Let Him Go is a story about a retired sheriff and his wife, who after the loss of their son, set out to find their only grandson.
It is a sombre and moving drama about mothers and sons and the various natures that those relationships can go through. Let Him Go opens up innocently, the Blackledge family are a content one. James (Ryan Bruce), his wife Lorna (Kayli Carter) and their son Jimmy live with James’ parents, George (Kevin Costner) and Margaret (Diane Lane) on the Blackledge farm.
Everything is going well, even if Margaret is something of a helicopter grandparent. Then sadly one day, tragedy strikes and James dies after falling off a horse. The film moves to three years later as George and Margaret are at Lorna’s wedding, watching her marry her new beau Donnie Weboy (Will Brittain). Neither are happy about this, particularly Margaret who worries she won’t see her grandson as much. One day Margaret is in town and she sees Donnie strike both Jimmy and Lorna. Deciding she needs to make sure Jimmy is alright, she heads over the next day. She then learns that Donnie and Lorna have left town, with no return in sight. Margaret decides that she needs to find them and with George, in tow, they head off to find their grandson.
Can we let him go?
The pacing of Let Him Go is well pitched. The film doesn’t try to turn into some kind of Taken rip off as Margaret and Geroge try to retrieve their grandson. It is meticulous, they lay out what they must do and they set out. This isn’t an edge of your seat adventure, this is a film with quiet characters moments that build to a kind of bomb going off.
As we connect to George and Margaret, we further connect with their plight. There is a simple scene involving the two of them in their station wagon with them enjoying music. When the radio station changes over to the new frequency they go from being jovial and reminiscing to tense and resentful. Margaret remarks that the sermon they hear reminds her of George’s father and his memories of his father are less than favourable.
What is also fascinating is that when this scene occurs not shortly after the Blackledges enter a very dangerous place.
There is a relief of tension when the film ends and it’s brilliant. The backdrop of this film is equally as deep. The vast valleys are beautiful and the forests are lush and mysterious adding a sense of melancholy to the film. Also though the film is set in the 60s the score harkens back to a simpler time which is what the two leads are looking to return to. It’s quite moving.
A Sheriff and her deputy
Diane Lane is easily the best part of the film. She feels like an old western cowboy. She’s out for her own kind of justice. She is single-minded, she desperately wants to find Jimmy and nothing, not even the boy’s own mother can stop her.

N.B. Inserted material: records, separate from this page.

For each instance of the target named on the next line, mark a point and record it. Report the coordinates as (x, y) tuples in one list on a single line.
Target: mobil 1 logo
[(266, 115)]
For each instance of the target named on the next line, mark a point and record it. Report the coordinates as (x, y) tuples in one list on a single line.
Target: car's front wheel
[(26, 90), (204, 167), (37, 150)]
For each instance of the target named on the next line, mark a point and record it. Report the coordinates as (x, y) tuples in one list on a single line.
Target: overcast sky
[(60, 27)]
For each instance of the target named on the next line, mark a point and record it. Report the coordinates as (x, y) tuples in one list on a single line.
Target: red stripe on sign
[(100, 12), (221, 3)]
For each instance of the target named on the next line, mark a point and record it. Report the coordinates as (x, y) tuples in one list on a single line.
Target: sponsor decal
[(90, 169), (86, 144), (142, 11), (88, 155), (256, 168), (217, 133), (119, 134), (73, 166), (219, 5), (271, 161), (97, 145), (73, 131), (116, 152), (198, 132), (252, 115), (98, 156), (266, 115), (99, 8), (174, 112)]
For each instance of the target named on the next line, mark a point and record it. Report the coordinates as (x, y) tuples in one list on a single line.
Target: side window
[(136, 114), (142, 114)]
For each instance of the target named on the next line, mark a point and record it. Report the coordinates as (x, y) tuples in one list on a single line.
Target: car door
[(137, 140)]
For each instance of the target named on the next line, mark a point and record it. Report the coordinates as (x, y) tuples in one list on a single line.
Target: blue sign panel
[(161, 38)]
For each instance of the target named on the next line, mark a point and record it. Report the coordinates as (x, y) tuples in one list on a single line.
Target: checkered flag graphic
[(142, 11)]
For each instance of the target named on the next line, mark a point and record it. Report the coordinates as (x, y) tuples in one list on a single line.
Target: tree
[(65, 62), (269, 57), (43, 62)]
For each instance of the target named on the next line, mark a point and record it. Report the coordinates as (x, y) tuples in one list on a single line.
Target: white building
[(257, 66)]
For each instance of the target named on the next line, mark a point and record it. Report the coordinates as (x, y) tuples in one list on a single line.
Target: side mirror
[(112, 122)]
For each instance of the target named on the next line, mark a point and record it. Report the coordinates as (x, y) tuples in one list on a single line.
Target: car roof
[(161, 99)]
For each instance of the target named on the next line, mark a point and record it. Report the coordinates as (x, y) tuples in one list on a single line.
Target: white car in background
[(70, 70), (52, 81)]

It is as much a negative against her as it is a positive. Her quest to find Jimmy, the last connection to her son is a costly one and she seems to be willing to pay the price. Meanwhile, you have Costner, who is definitely deputy to Lane’s sheriff. He’ll call her out on her crap, but he’ll always have her back. They are a compelling couple and I loved their warm and quiet relationship.

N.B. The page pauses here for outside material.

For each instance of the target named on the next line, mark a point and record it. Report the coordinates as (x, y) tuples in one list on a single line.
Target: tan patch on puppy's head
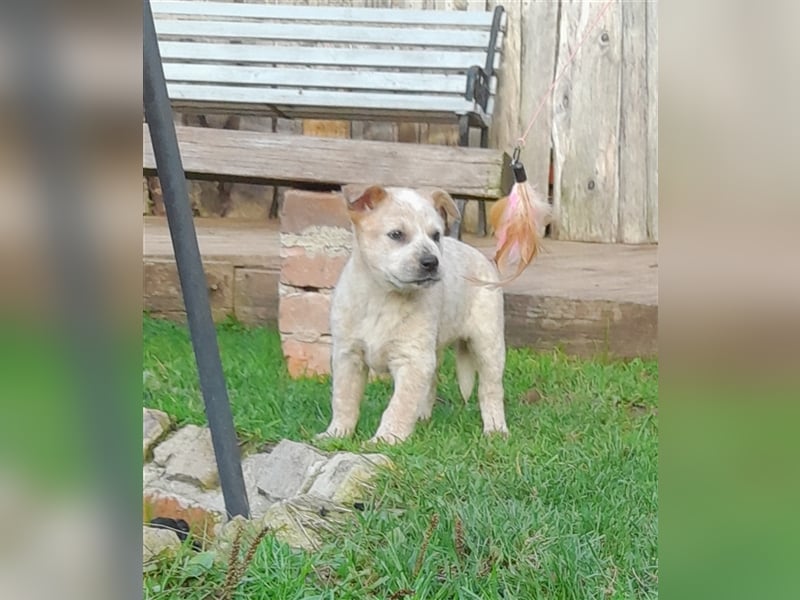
[(362, 199), (398, 233), (445, 206)]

If there was anyone who wrestled the camera away from Lane it would be Leslie Manville’s terrifying Blanche Weboy. She is a frightening woman who has raised an equally unnerving family. When I say there is a scene which features three hulking men surrounding George and Margaret and the person you are most terrified by is their diminutive mother, I hope you understand her full presence within a scene.
I also must speak on a smaller, but impressive performance from Booboo Stewart. He’s a young Native American who has found solace away from civilisation. He has one particular scene explaining his situation and it is heartbreaking. He does so much with very little.
Mothers and their sons
Let Him Go is a film about mothers and their sons and the potency of their relationship, and what lengths they will go to for each other. This is seen with Margaret and the journey she takes in memory of James. It’s seen with the uncompromising ferocity of Blanche’s grip on her sons, and it’s seen with Lorna trying to actually raise Jimmy how she wants, while two other women think they know better.
The film is not perfect though. I found that once the film entered its final act the narrative became somewhat predictable. It’s a shame because up to this point I was having an absolute ball with the unpredictable nature. However, this is really all I had an issue with.
Let Him Go is a brilliant film with a stellar cast and a emotional potent narrative.